Of the children (52.1% boys), the average age was 13.7 years in the youngest group and 16.9 years in the oldest group at baseline. Tiredness was self-reported.

Only 38% of the participants never used their mobile phone after lights out. Overall 35% of the cases of being very tired were attributed to the use of the mobile phone.

Multinomial logistic regression showed that after a year:

  • Using the mobile phone less often than once a month increased the odds of being very tired by 1.8 (95% CI 1.2 - 2.8);
  • Using the phone less than once a week more than doubled the tiredness odds (OR 2.2, 95% CI 1.4 - 3.5);
  • Using it about once a week tripled the odds (OR 3.3, CI 1.9 - 5.7);
  • Using it several times a week yielded a five-fold increase in the odds of being very tired (OR 5.1, CI 2.5 - 10.4).

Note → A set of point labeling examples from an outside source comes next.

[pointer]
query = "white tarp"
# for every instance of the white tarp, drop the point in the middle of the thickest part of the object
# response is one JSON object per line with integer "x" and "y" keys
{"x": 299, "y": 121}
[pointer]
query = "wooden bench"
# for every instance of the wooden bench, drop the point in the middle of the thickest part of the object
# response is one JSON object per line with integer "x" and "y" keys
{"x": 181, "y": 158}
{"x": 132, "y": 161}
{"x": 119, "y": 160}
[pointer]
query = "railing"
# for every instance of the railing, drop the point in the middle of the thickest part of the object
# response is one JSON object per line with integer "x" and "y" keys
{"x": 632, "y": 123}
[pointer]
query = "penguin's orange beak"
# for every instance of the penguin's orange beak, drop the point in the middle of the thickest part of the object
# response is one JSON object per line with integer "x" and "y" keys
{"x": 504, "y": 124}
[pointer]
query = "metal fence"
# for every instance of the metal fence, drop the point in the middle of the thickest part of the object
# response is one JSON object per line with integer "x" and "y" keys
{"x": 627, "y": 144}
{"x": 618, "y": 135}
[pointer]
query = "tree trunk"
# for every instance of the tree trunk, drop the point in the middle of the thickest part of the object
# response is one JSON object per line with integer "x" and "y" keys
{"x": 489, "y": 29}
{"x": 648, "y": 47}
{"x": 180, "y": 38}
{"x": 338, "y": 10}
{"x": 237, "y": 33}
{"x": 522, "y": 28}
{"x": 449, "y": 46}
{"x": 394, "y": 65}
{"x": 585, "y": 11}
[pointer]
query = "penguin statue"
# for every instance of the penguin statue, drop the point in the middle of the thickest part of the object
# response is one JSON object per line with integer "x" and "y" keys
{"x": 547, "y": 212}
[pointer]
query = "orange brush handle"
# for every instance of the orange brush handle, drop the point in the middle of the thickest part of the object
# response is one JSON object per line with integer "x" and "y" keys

Time of calling, ranging from right after bedtime to any time of the night, also made a difference in the one-year tiredness measure. In most cases calling happened right after lights out. Yet a considerable amount occurred before 3 AM, and about a fifth of the adolescents reported that sending or calling could happen at any time of night.

Use of the phone right after lights out increased the odds of being very tired by 2.2 (CI 1.4 - 3.4); between lights out and 3 AM, the odds were 3.9 times higher (CI 2.1 - 7.1), and for those who used it at any time of the night the odds were 3.3 times higher (CI 1.8 - 6.0).

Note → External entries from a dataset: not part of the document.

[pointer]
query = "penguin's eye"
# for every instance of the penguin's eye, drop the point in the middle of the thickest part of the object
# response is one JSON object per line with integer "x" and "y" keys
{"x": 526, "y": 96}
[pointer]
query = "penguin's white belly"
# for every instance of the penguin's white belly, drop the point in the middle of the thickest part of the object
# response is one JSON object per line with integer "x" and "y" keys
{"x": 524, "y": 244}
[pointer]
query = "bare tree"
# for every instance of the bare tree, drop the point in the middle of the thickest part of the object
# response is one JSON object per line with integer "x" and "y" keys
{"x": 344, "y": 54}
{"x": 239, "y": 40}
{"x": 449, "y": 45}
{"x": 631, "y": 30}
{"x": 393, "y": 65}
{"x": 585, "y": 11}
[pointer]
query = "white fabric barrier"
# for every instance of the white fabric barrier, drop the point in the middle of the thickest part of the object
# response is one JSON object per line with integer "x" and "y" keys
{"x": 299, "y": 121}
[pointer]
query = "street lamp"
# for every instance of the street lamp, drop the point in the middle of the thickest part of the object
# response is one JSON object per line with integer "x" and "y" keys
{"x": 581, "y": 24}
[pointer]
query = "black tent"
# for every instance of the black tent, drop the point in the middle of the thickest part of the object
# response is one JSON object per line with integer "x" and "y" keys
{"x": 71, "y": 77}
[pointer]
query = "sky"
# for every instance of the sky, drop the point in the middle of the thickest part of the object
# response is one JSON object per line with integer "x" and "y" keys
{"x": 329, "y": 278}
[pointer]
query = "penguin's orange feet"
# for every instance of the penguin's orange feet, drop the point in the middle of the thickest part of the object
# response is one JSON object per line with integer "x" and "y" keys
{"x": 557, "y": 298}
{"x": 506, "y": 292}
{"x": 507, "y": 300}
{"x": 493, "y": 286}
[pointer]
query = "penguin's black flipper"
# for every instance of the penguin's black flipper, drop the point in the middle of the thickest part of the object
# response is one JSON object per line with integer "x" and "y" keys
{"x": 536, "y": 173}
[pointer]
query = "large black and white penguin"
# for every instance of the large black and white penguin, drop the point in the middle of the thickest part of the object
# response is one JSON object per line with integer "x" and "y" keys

Among the study's limitations was the use of self-reports. Usually giving socially desirable replies, a potential source of bias in such studies, would not seem to have occurred here, as it is unlikely that students believe that underestimating this behavior is socially desirable.

It is also customary to warn readers about drawing causal conclusions from this sort of research, Dr. Van den Bulck said. However, the idea that adolescents use their phones because they can't sleep does not hold here because of the two-way communication involved. It would apply to outgoing calls, but not to incoming calls.

Unless there were clusters of sleepless adolescents, it is more likely that communicating children keep each other awake, Dr. Van den Bulck wrote.

Mobile-phone use after lights out is widespread, he said. The risk ratios suggest that there is no safe dose. Even moderate use doubles the risk of long term tiredness, nor is there is a safe time to send or receive calls or messages.

There is growing awareness of the importance of studying the impact of the modern electronic media on several aspects of adolescent health in general and sleep in particular, Dr. Van den Bulck said.

The American Academy of Pediatrics has suggested that children's bedrooms ought to be "electronic media-free." However, the Academy appeared to be thinking mainly of media such as TV and video games, he said.

However, the present study suggests that there are many more threats to adolescent sleep in the bedroom. As mobile phones become ever more complex (integrating radio, television, and MP3 technologies), the attraction to use them after lights out is likely to increase further, Dr. Van den Bulck concluded.